I have a few tricks I use to keep things straight mentally (and to help explain my copy edits at work), but I’ve never shared them with anyone. Are you interested? Shall we see if this makes sense and start a Wednesday grammar tip series? Let’s try.
Today’s tip is about getting the possessive version of “its”–that is, the one WITHOUT the apostrophe–right. My tip? See if you can substitute “his” for “its”.
So, for example, take this sentence:
“The chair was missing one of its legs.”
Using our trick, we can pretend we live in a cartoon universe and say,
“Mr. Chair was missing one of HIS legs.”
Yes, this makes sense! DO NOT add an apostrophe to that “its” in the original sentence.

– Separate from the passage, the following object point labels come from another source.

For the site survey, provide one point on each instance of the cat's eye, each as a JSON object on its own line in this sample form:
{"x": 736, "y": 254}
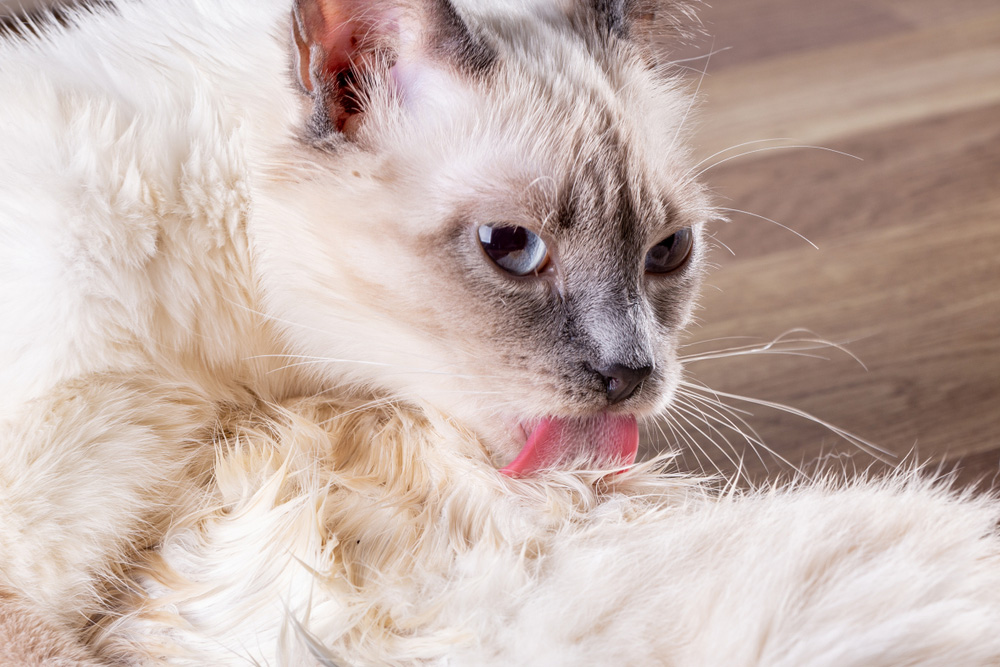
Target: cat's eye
{"x": 516, "y": 250}
{"x": 671, "y": 253}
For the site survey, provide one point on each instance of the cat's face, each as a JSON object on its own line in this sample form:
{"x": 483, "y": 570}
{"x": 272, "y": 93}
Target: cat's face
{"x": 509, "y": 242}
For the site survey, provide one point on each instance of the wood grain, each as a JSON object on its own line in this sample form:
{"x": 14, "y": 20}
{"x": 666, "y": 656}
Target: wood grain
{"x": 907, "y": 270}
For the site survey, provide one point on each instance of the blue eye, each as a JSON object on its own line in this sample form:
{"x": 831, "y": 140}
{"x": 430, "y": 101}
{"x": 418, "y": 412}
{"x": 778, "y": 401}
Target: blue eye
{"x": 671, "y": 253}
{"x": 514, "y": 249}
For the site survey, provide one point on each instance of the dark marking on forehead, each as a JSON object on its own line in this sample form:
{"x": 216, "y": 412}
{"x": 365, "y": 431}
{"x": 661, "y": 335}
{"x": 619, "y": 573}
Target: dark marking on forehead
{"x": 453, "y": 37}
{"x": 599, "y": 195}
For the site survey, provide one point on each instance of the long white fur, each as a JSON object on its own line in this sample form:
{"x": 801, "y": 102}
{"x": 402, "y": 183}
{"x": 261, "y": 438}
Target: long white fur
{"x": 127, "y": 174}
{"x": 348, "y": 536}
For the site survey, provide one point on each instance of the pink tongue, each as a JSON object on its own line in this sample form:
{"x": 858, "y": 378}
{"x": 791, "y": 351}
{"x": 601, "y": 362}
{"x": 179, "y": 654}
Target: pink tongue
{"x": 607, "y": 440}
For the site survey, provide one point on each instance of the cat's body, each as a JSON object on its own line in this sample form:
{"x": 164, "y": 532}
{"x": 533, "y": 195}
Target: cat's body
{"x": 215, "y": 204}
{"x": 208, "y": 209}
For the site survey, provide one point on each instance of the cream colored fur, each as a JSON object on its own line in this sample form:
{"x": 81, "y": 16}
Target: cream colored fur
{"x": 350, "y": 536}
{"x": 176, "y": 260}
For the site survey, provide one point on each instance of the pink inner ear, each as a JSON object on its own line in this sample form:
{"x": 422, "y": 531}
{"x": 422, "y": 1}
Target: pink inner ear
{"x": 337, "y": 42}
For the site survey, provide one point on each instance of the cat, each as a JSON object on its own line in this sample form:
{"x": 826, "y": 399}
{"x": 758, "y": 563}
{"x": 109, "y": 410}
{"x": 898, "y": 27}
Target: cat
{"x": 208, "y": 207}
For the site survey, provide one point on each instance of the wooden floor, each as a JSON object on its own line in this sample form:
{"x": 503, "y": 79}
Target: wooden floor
{"x": 907, "y": 270}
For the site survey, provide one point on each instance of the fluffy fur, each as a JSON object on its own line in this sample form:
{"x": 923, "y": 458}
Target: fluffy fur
{"x": 208, "y": 211}
{"x": 345, "y": 535}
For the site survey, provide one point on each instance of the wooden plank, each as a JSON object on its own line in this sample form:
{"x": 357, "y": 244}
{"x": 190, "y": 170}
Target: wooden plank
{"x": 752, "y": 31}
{"x": 911, "y": 171}
{"x": 819, "y": 96}
{"x": 924, "y": 309}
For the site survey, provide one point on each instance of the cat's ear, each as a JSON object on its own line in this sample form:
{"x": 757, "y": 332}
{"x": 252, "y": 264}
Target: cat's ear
{"x": 349, "y": 51}
{"x": 645, "y": 20}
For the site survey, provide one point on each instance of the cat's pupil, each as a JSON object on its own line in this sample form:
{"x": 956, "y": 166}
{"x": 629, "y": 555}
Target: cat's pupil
{"x": 671, "y": 253}
{"x": 514, "y": 249}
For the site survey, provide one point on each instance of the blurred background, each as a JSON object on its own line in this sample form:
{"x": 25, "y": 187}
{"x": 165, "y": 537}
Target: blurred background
{"x": 902, "y": 262}
{"x": 906, "y": 268}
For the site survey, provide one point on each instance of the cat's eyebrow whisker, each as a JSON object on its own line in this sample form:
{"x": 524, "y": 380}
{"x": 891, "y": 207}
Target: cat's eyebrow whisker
{"x": 694, "y": 98}
{"x": 715, "y": 240}
{"x": 734, "y": 147}
{"x": 703, "y": 56}
{"x": 785, "y": 227}
{"x": 869, "y": 448}
{"x": 765, "y": 149}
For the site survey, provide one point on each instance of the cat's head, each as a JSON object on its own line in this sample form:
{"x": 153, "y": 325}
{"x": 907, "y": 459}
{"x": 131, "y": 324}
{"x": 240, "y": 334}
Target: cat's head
{"x": 491, "y": 212}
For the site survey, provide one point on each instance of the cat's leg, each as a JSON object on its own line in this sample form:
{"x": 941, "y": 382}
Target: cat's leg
{"x": 88, "y": 473}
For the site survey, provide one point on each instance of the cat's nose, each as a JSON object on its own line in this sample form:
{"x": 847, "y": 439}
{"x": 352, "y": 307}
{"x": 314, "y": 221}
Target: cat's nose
{"x": 622, "y": 380}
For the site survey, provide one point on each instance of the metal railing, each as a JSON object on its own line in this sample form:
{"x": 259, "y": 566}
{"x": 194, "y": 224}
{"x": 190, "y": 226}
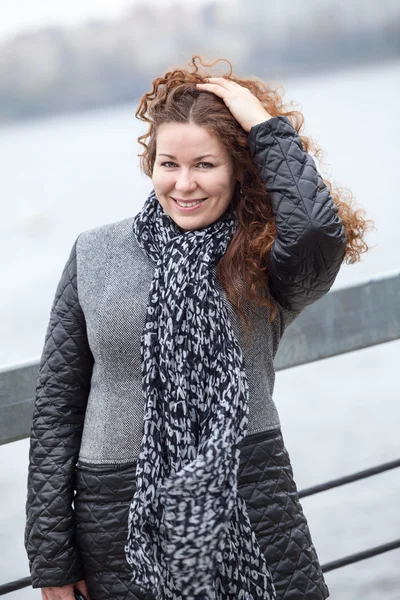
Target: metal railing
{"x": 343, "y": 321}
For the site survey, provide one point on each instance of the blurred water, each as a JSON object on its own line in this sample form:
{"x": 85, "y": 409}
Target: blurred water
{"x": 63, "y": 175}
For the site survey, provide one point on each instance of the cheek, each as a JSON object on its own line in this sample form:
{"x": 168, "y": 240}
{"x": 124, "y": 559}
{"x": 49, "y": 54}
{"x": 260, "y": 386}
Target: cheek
{"x": 161, "y": 181}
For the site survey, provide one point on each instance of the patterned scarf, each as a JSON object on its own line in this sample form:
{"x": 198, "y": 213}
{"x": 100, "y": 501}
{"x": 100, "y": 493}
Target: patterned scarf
{"x": 190, "y": 536}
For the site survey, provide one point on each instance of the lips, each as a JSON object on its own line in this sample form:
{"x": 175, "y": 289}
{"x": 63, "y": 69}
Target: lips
{"x": 188, "y": 201}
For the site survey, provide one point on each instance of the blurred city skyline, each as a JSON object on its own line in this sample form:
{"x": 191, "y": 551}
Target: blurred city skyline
{"x": 22, "y": 16}
{"x": 101, "y": 61}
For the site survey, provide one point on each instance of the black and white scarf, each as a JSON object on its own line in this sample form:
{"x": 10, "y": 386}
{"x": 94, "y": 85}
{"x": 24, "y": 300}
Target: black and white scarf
{"x": 190, "y": 536}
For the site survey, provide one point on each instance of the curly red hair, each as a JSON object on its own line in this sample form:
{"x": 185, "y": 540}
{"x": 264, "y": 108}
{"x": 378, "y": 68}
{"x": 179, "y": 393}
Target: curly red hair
{"x": 243, "y": 270}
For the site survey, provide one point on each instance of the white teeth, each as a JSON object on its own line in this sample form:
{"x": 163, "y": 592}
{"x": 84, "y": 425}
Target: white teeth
{"x": 187, "y": 204}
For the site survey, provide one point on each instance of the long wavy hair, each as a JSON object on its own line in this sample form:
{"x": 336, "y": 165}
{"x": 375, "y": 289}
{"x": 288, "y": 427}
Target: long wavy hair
{"x": 243, "y": 270}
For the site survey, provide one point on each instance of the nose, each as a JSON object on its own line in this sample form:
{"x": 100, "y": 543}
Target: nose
{"x": 185, "y": 181}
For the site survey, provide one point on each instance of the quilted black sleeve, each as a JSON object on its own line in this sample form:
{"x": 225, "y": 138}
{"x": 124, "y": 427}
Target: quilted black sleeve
{"x": 61, "y": 396}
{"x": 310, "y": 243}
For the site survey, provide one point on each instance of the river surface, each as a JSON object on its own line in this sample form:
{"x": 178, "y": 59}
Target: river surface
{"x": 66, "y": 174}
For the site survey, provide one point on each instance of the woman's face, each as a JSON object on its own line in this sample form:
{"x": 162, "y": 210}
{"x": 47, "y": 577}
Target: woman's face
{"x": 193, "y": 175}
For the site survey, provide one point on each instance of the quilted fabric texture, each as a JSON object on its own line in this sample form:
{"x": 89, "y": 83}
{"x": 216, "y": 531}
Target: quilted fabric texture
{"x": 265, "y": 483}
{"x": 61, "y": 396}
{"x": 304, "y": 262}
{"x": 309, "y": 247}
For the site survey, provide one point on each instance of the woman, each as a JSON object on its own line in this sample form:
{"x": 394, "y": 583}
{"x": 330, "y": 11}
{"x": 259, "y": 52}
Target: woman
{"x": 157, "y": 463}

“Paris is famous for its lights, its food, and its wine.”
Let’s use our trick again and substitute “his”:
“Bob Paris is famous for HIS lights, HIS food, and HIS wine.”
Yes! Resist the urge to add an apostrophe to “its” as it is used here.
You can also reverse this if you see an “it’s” with an apostrophe and you’re not sure it is correct:
Does changing “It’s going to snow tonight.” to “HIS going to snow tonight” work?
No, that makes no sense. Therefore, this apostrophe is OK.
So remember: If you can substitute “his” for “its” in the sentence you’re worried about, that “its” does NOT need an apostrophe.
Joshua A. Isbell
I dig the grammar tips.
What is that one humor site that has the grammar cartoons and posters? I think it is “The Oatmeal”.